At the age of twenty he returned home, and married one as poor as himself. But though they had not between them so much household stuff as a spoon or a dish, his wife Elizabeth had two books left her by her father when he died. These were, "The Plain Man's Pathway to Heaven," and "The Practice of Piety;" they proved to be to Bunyan "meat in due season." By the reading of these books he again became much exercised in regard to religious things. He had a very tender conscience, and suffered much because of the sins of his past life, the most ordinary of which were exaggerated in his mind to great heinousness; and because of his expression of these feelings in some of his writings, many have been led to think that he was at one time a very wicked and dissolute man. He was sorely tempted and buffeted by Satan for some time, but gradually his mind became more quiet, and he found peace in believing. In this he was much helped by reading an old book of Martin Luther's, which he chanced to find in one of his journeys.

But Bunyan was not satisfied with finding the Saviour precious to his 'own soul; he must needs teach the gospel of salvation to his friends and neighbors. So he began to preach to the poor people of Bedford; and as he went about the country in his occupation of tinker, he talked and preached to those who would hear him of religious things. From his own experience, he was well calculated to help and encourage the doubting sinner who would fain seek Christ.

For five years he kept on with his good work, when a change in the political affairs of the kingdom put him in prison, together with many other good people.








Jail




The first picture on this page is of Bedford Jail, where this good man was confined for twelve years. His persecutors continually told him that if he would promise to stop preaching, he should immediately be released. This must have been a severe trial of his faith, especially as he knew his wife and six small children, one of whom had been blind from her birth, were suffering for the necessities of life. But neither sneers, threats, nor poverty could shake his resolution; he always firmly answered, "If you let me go today, I will preach again tomorrow." Not being able to work at his old trade in the prison, he made tagged laces, which were furnished to peddlers, and so helped to support his family. But while his hands were thus employed, he lost no opportunity of preaching to the prisoners. He also spent what time he could get in writing. Indeed, it was during this twelve years of imprisonment that he wrote "Pilgrim' s Progress," which has given him such a 'world-wide fame.’








The misery of Bunyan's family and his own courage at last seemed to prevail on his persecutors; and the rigor of his confinement was relaxed, and in 1671 he was released altogether.

In 1678 he published the first part of his great work, and in 1684 the second part. At first it was read by only humble people, but they received it gladly. It soon, however, had a very rapid circulation. During the life of the author ten or fifteen editions were published, and he had the satisfaction of knowing that it was eagerly read and reread by English-speaking people in all parts of the world. It was also translated into other languages; and probably no book except the Bible has been so universally read and admired by all classes,—the rich and the poor, the learned and the ignorant.

After his release from prison, Bunyan continued to preach without further molestation.
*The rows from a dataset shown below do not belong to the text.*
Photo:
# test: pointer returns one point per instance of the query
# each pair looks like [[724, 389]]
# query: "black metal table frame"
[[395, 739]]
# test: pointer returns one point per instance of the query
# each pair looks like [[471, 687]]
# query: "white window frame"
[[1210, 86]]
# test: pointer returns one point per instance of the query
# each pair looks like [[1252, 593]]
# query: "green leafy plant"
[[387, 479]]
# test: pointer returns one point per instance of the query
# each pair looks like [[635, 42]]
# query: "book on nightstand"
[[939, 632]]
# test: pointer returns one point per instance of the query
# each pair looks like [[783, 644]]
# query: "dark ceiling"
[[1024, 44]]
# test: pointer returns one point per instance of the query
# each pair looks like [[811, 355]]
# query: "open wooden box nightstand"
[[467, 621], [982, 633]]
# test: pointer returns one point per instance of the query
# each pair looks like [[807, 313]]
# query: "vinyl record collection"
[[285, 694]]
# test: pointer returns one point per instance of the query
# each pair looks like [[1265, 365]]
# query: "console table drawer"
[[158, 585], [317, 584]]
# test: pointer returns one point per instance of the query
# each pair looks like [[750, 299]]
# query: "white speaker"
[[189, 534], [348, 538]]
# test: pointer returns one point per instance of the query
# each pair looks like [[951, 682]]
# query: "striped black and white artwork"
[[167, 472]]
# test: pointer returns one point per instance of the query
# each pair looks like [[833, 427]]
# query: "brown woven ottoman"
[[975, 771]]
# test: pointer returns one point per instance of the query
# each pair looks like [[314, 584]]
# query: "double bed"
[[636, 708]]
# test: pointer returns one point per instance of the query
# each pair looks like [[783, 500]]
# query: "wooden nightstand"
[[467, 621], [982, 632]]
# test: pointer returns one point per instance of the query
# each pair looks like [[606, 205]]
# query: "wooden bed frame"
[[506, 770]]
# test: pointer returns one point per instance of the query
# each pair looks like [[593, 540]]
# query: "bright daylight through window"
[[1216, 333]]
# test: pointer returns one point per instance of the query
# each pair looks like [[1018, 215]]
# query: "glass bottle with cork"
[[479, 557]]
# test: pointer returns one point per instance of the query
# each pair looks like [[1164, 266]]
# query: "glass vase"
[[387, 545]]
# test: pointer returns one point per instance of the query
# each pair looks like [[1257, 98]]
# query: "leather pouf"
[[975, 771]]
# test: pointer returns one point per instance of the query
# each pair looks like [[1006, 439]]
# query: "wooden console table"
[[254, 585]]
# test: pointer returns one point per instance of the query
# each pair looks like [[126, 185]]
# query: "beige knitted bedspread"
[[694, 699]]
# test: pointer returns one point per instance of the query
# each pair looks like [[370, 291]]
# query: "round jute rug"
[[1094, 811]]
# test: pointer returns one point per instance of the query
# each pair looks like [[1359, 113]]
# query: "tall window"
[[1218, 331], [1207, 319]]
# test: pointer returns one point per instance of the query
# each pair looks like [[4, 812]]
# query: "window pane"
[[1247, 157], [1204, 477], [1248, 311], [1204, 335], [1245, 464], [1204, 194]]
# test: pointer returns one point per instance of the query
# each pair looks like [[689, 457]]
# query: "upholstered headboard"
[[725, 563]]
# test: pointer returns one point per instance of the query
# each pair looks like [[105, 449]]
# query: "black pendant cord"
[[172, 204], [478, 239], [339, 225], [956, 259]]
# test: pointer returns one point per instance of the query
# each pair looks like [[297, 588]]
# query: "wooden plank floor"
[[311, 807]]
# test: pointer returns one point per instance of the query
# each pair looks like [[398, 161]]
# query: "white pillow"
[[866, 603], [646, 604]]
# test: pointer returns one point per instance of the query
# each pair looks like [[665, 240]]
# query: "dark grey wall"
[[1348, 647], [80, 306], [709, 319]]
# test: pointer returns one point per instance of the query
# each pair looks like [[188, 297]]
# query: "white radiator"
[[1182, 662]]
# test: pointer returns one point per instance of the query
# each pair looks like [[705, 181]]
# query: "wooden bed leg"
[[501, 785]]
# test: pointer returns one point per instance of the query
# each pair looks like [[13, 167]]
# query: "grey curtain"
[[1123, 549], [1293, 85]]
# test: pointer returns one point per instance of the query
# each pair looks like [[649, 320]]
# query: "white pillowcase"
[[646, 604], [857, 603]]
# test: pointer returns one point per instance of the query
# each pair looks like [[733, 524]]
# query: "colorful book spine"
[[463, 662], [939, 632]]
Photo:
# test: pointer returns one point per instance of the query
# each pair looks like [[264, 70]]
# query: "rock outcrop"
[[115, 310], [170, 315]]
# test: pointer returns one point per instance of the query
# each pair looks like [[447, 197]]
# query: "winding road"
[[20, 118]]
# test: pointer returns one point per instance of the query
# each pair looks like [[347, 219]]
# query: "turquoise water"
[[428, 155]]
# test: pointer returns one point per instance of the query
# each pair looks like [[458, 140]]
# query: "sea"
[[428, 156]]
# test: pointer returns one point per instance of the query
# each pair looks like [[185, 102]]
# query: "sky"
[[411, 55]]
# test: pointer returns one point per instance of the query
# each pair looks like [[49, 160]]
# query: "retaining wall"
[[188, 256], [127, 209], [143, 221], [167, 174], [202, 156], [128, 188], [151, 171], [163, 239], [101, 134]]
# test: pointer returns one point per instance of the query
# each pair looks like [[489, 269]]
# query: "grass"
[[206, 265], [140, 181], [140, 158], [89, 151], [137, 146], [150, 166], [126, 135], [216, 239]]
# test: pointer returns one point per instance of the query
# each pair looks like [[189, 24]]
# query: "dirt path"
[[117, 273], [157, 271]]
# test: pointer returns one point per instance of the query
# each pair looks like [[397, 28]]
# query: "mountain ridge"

He finally came to be quite a popular preacher, and the people of Bedford built him a chapel to speak in.

Every year he was in the habit of making a journey to London, where large crowds gathered to hear his sermons. In the summer of 1688, though in feeble health, he set out on a labor of love,—to reconcile an angry father to his son. His errand accomplished, he was on his way home, when he was caught in a heavy rainstorm and completely drenched. He rode on, however, to London where he intended to spend the night, and continue his way home the next day. But he was taken with a violent fever, and died there after a few days, at the house of a friend, who did all in his power to save the life of the good man. His constitution had been so enfeebled by his long imprisonment that the disease found him an easy prey.

He was buried in a humble graveyard' in the suburbs of London, now known as Bunhill fields. His friends had an appropriate monument put over his grave, with his own sculptured form lying on the top. The second picture on the first page of the paper will give you an idea of this tomb. The great and good Dr. Watts, the author of so many of our favorite hymns, also rests in this graveyard, near John Bunyan.